- Category
- Research
- Date
- July 9, 2026
An Embry-Riddle Aeronautical University professor has conducted research showing that artificial intelligence can help students understand the writing process rather than supplant it.
“There has been so much discussion over the last few years about whether generative AI is going to totally replace writing or even learning,” said Dr. Emily Dux Speltz, assistant professor in the Department of Humanities and Communication at Embry-Riddle Worldwide and director of the Virtual Communication Lab. The research, recently published in the peer-reviewed journal Computers and Composition, “showed that students are actually able to do some really advanced and creative thinking with AI assistance,” Dux Speltz said.
The key, she said, starts with debunking common beliefs about AI. For instance, students often think that writing with AI works like a Google search. Enter a prompt, and get your answer.
In reality, though, writing with AI is not a fully automated process.

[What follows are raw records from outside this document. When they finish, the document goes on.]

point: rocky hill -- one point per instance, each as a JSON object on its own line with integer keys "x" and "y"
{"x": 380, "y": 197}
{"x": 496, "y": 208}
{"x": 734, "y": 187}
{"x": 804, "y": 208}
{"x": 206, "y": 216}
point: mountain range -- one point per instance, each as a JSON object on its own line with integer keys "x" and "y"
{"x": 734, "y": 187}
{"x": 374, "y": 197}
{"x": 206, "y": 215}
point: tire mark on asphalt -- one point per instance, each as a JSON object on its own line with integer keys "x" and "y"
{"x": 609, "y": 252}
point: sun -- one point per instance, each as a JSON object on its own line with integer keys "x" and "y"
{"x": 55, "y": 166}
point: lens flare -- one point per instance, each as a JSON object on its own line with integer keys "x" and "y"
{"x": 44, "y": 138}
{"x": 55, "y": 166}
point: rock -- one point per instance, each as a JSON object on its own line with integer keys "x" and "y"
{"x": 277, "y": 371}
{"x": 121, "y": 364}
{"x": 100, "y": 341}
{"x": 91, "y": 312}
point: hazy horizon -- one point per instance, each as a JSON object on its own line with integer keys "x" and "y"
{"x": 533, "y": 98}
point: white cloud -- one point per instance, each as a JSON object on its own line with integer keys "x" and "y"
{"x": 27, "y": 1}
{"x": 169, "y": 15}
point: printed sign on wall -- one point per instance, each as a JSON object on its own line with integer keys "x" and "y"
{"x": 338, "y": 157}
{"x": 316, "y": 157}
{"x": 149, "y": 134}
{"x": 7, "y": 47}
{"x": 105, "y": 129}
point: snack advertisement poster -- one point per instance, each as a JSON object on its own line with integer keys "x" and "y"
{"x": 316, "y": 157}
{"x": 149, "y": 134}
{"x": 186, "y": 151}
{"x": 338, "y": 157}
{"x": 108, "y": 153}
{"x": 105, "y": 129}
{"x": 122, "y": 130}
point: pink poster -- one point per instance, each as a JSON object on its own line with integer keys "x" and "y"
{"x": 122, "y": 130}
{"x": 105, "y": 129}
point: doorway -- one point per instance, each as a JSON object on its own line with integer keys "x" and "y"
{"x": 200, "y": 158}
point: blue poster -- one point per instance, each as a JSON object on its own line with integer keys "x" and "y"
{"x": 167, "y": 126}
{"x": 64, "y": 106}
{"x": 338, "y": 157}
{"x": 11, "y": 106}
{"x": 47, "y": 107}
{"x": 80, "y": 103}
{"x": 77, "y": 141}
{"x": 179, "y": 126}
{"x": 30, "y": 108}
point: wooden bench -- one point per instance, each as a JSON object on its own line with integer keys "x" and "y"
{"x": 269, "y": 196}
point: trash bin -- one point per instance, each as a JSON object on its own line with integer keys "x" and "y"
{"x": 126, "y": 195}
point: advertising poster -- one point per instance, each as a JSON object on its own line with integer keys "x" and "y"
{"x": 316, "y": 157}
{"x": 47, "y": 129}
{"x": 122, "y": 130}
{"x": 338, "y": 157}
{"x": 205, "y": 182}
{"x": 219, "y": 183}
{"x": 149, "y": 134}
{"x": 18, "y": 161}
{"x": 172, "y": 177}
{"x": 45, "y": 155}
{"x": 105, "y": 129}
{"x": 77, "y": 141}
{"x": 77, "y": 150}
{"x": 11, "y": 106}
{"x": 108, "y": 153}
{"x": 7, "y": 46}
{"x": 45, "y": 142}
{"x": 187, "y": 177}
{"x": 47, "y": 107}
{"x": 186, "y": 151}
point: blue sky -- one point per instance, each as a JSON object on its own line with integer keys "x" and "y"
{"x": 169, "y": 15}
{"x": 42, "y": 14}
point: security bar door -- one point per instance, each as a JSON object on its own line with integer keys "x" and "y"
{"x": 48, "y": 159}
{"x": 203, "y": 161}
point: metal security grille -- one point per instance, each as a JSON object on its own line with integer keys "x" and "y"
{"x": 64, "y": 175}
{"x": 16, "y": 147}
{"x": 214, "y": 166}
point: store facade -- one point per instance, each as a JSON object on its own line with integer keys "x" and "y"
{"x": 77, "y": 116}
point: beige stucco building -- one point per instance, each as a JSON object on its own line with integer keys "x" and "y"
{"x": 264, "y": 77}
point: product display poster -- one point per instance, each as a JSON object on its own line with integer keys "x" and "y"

It involves carefully crafting a prompt as closely aligned as possible with a specific writing objective, then fine-tuning it through multiple iterations to achieve that objective. After that, the writing must be carefully vetted for overstatements and errors, as well as style and inconsistencies. The thought process is similar to structuring a piece of writing without AI.
“We should help students see how there can be a big difference between just putting one prompt and copying the output, versus iterating with several prompts, critically evaluating the output and revising intentionally,” Dux Speltz said.
Another problematic belief about AI is that it has all the answers because of its tone of confidence and fluency.
“We should help students see how generative AI output isn’t necessarily ‘smart’ just because it may sound smart,” Dux Speltz said, adding that students’ own expertise is needed to evaluate what AI provides.
Through two experimental courses conducted in 2023 and 2024, Dux Speltz and Abram Anders, an associate professor at Dux Speltz’s alma mater, Iowa State University, developed a framework to help students use AI effectively in their writing process.
The method involved guiding students to understand what the researchers describe as three “threshold concepts,” which relate to the idea that AI cannot produce effective writing without intervention and guidance.
The concepts included:
- Writing with AI is an experimental process.
- Writing with AI requires expertise and dialogue.
- Writing with AI should augment rhetorical agency.
“One of the core ideas of threshold concepts is that once you cross over into this new level of understanding, it is impossible to go back to how you thought before,” Dux Speltz said. “What I have found is that once my students realized that AI output isn’t magical or perfect, and that it actually requires a lot of critical thought and intentional effort to design a process that facilitates effective AI assistance, they can never go back.”
One of the students who was involved in the experimental courses was quoted in the Computers and Composition publication as saying, “My ideas and creativity are the base for everything. AI is just the tool I use to execute my ideas.”
Dux Speltz, who is involved in offering Embry-Riddle minor and certificate programs in Artificial Intelligence, Ethics and Creativity, said the findings demonstrate that “professors can support students in getting to this point of being able to use these tools more effectively to support advanced thinking, learning and writing.”